Kanuka and her research assistants found little evidence of reflective engagement, and she noted that participants rarely went further than what was required of them. She says her findings showed little indication of students engaging with others, with students neither defending their positions nor responding to the difference of opinion of others. "One of my assistants labelled it 'communication lacking in joy, passion, flavour and urgency,'" she says.
Synch or sink
Kanuka says that the asynchronous text-based learning environment does overcome two major adult learning barriers: time and place. She notes that this model has become the blueprint for online learning despite advances in online communications capabilities. In light of some of these advancements, she would like to see instructional design for these types of courses integrate audio-visual technologies into the online classroom to better support and facilitate a community of learners. She says that holding a group discussion through the use of text-based forums in an age when real-time communication is possible makes little sense.

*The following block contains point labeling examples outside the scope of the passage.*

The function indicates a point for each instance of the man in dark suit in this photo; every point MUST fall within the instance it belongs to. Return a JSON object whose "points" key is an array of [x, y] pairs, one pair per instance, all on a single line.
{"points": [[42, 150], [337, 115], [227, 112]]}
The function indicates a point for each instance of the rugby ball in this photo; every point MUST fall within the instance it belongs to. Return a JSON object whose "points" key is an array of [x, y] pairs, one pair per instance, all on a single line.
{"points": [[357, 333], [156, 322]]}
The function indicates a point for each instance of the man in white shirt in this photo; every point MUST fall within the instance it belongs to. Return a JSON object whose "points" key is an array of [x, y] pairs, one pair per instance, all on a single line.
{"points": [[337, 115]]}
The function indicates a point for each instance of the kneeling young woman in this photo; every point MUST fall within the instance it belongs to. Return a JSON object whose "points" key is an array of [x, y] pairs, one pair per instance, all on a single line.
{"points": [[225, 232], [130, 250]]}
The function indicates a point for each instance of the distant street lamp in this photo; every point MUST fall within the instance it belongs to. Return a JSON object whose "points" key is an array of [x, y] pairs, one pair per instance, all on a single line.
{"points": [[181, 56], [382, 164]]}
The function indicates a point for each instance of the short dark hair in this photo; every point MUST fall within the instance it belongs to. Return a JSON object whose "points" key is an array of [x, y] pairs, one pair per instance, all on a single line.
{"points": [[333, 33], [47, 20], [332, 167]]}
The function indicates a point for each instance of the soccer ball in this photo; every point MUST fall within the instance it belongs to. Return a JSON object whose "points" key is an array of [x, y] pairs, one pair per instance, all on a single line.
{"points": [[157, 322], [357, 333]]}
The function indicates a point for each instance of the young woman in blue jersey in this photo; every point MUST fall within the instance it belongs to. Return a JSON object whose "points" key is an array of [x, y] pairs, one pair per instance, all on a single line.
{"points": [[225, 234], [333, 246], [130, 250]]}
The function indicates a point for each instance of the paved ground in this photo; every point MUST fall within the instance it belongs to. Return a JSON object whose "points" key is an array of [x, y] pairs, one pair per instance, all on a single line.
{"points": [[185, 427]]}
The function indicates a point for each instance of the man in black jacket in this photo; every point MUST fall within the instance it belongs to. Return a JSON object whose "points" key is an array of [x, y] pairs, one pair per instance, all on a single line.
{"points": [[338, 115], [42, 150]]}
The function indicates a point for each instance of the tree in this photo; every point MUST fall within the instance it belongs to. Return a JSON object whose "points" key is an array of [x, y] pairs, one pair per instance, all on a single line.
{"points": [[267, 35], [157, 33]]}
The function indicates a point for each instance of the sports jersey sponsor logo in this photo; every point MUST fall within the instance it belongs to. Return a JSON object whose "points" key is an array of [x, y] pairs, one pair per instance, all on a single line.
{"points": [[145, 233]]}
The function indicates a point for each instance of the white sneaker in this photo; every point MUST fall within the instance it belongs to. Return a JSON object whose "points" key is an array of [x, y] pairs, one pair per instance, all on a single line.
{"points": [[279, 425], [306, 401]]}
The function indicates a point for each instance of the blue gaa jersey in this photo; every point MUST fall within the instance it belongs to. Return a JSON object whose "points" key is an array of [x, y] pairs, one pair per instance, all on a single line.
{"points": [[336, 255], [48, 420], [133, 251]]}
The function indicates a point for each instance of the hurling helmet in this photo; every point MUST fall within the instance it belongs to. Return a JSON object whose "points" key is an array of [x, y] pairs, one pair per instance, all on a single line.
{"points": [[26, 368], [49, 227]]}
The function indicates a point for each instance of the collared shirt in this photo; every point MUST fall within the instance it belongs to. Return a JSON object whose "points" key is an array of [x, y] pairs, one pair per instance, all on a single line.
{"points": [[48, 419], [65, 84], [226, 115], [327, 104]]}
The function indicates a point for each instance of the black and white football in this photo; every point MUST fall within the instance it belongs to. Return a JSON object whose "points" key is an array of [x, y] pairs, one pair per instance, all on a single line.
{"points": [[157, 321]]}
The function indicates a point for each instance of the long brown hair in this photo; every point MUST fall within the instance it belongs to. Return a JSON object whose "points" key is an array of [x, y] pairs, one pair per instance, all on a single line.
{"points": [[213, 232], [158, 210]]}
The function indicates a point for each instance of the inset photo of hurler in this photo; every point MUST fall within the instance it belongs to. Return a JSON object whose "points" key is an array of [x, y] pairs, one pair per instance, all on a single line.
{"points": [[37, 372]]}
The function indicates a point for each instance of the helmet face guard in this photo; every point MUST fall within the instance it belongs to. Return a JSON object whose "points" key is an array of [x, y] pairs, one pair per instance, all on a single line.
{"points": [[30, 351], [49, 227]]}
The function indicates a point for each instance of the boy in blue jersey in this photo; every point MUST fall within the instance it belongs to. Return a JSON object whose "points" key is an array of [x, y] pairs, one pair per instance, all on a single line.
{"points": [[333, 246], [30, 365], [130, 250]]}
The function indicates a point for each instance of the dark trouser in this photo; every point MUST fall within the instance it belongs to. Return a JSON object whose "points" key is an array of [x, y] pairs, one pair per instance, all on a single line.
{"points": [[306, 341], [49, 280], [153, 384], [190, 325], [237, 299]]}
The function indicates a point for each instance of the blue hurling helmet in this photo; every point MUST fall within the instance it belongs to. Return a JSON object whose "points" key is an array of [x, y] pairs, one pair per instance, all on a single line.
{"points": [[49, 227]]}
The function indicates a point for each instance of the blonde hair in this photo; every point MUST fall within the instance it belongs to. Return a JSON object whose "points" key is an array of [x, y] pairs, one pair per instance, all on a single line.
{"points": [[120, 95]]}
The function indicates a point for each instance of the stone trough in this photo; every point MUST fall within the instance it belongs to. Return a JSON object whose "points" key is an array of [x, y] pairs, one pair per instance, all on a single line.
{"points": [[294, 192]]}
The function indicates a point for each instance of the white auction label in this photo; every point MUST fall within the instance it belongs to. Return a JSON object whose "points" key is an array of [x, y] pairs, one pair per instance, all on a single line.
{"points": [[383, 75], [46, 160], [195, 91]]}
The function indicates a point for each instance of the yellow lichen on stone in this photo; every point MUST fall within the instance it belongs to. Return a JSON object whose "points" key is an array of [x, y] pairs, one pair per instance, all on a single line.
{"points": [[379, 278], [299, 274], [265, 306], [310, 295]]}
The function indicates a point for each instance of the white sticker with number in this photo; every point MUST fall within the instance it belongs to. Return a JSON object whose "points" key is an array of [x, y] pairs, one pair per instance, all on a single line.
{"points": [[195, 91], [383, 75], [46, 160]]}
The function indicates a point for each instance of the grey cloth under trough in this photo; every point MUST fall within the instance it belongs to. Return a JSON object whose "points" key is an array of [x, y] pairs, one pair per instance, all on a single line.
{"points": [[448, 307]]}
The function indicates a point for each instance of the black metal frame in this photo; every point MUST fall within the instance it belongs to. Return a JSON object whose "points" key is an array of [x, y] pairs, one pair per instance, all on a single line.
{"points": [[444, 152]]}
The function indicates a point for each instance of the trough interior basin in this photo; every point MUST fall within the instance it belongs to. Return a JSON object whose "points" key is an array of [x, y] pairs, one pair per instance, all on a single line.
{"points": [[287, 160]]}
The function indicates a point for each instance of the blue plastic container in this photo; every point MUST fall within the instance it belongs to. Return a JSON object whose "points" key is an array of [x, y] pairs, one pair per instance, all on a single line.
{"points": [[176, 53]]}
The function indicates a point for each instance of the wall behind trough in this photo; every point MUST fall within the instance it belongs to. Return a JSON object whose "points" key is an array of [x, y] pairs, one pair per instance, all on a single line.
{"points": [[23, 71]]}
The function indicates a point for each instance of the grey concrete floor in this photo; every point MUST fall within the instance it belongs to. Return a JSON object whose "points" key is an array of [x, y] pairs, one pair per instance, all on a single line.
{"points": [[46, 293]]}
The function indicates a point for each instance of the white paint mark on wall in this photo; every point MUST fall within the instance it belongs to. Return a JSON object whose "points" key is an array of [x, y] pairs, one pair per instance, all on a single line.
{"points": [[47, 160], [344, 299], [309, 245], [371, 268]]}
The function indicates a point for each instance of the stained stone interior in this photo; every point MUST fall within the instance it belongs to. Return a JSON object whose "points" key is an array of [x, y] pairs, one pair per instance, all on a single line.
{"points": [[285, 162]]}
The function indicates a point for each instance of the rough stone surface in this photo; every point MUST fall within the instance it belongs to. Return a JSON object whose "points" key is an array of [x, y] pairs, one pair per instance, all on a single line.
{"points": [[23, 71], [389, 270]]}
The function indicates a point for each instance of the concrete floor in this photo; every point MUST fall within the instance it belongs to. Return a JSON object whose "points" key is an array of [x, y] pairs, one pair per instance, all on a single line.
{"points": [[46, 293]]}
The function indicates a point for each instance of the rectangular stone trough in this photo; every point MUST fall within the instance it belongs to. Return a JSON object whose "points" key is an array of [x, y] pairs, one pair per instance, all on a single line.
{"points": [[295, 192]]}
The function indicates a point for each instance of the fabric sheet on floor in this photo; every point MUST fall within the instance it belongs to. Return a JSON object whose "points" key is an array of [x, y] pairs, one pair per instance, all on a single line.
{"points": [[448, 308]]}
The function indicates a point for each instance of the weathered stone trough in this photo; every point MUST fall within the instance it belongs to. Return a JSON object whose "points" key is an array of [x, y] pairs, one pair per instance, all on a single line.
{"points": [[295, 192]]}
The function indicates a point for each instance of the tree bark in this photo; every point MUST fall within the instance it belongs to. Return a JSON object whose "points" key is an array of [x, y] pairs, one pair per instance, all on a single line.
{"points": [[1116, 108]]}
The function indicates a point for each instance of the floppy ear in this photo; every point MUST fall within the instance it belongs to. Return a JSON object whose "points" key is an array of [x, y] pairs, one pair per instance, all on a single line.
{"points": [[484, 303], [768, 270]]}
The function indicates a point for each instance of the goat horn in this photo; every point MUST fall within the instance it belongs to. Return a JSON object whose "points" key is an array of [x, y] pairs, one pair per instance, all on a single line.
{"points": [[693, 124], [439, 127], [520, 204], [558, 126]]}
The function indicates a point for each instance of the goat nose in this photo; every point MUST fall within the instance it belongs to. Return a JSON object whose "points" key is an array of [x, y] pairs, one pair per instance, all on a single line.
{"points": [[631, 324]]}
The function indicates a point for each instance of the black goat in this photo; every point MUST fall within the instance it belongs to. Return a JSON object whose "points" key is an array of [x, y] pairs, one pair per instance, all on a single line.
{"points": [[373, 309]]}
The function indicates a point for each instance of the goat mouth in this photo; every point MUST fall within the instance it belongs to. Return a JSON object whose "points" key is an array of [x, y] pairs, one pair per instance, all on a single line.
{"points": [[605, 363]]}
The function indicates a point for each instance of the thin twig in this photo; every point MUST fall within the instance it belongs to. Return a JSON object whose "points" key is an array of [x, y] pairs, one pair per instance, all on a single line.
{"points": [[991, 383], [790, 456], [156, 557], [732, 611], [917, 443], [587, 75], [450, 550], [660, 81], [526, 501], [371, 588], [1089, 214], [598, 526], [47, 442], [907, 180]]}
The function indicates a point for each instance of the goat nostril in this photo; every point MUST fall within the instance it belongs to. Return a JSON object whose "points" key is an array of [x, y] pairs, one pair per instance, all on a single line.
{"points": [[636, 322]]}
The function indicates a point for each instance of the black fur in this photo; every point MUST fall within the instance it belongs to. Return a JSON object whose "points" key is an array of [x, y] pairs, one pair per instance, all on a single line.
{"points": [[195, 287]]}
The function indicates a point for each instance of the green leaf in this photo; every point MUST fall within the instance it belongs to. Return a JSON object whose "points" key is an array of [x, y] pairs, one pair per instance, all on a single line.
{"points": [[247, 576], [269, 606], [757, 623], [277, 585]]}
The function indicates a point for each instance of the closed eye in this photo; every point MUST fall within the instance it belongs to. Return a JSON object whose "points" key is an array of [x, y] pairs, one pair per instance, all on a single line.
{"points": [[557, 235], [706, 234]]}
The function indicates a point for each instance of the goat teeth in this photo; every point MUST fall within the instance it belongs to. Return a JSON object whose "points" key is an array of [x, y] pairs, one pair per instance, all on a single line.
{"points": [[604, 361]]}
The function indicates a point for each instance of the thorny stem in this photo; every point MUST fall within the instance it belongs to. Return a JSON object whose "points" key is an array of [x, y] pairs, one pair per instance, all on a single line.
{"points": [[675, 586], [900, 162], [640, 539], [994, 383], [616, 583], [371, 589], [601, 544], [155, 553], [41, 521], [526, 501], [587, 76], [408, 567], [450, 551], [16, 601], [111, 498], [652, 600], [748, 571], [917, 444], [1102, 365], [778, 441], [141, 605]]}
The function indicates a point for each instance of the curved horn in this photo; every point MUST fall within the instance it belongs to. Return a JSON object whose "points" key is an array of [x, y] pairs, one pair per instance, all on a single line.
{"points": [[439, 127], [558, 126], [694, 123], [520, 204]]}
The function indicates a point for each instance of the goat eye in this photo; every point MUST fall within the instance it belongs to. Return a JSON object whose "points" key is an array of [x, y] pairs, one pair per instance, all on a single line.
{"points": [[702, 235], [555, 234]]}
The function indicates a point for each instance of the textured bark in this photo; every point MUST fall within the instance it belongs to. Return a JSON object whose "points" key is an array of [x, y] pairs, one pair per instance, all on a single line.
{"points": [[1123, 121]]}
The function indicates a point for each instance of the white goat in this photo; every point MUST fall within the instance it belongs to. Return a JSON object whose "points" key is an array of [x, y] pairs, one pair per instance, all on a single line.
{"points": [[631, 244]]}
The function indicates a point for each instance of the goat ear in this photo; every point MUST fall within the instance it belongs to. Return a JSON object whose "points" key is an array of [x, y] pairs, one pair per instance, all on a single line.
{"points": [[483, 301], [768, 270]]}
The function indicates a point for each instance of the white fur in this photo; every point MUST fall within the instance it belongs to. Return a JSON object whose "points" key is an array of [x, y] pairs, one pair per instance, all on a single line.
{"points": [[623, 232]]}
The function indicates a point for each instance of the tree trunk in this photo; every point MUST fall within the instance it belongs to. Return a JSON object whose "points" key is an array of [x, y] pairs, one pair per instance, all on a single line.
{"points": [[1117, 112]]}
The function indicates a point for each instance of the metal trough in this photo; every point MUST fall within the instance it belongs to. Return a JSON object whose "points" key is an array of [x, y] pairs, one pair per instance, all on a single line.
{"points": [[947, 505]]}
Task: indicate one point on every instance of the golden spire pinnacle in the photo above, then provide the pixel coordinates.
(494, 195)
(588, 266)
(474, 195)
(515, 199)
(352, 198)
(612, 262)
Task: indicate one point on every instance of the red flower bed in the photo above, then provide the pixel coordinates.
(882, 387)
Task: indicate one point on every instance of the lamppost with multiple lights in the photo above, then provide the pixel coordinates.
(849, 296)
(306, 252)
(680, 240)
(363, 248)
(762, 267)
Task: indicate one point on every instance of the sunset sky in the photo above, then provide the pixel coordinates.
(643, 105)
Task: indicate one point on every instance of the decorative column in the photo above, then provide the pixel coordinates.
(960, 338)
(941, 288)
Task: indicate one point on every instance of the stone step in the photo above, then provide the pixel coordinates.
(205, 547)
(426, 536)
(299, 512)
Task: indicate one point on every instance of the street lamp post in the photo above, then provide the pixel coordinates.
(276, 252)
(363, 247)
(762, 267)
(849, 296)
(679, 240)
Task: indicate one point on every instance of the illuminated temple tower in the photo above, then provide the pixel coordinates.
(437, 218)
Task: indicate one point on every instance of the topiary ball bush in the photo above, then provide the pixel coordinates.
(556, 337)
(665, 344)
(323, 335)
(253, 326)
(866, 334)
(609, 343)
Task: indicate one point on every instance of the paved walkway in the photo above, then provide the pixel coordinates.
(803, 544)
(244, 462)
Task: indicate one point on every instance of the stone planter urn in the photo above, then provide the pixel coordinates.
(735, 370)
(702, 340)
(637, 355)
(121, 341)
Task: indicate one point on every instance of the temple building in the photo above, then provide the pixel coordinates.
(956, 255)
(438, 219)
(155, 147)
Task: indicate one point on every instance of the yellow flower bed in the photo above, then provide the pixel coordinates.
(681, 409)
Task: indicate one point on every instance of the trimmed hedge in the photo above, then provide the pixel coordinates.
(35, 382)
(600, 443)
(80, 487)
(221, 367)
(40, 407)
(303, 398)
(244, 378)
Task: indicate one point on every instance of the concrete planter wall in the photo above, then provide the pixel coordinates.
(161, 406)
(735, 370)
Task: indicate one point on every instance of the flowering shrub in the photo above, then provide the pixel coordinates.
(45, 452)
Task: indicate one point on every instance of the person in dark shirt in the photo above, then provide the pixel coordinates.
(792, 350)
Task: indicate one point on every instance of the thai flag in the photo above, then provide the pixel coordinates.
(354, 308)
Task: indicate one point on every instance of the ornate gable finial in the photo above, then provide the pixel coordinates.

"Discussions are an essential condition to achieving higher levels of thinking - how we debate and banter ideas and call things into question," Kanuka says. "There is nothing about text-based, asynchronous forums that's a discussion. At best, it is a very quick correspondence between one or more people. Can we really call that form of communication a discussion?"
Self-directed learners still need direction
She says that, if the notion of providing opportunities to foster meaningful lifelong learning is to be successful for online learners, course creators need to include greater structure with diverse instructional strategies as aspects of the design, development and delivery of each course.
"Yes, you want them to be responsible for their own learning, and support self-directed learning; these are good things to aspire to," she says. "But my research shows that most undergraduate students taking online courses need structure and do not achieve higher levels of learning when self-directed."
"How can we get our students to achieve higher levels of learning in the online classroom? They need strategically structured activities, and my research confirms that."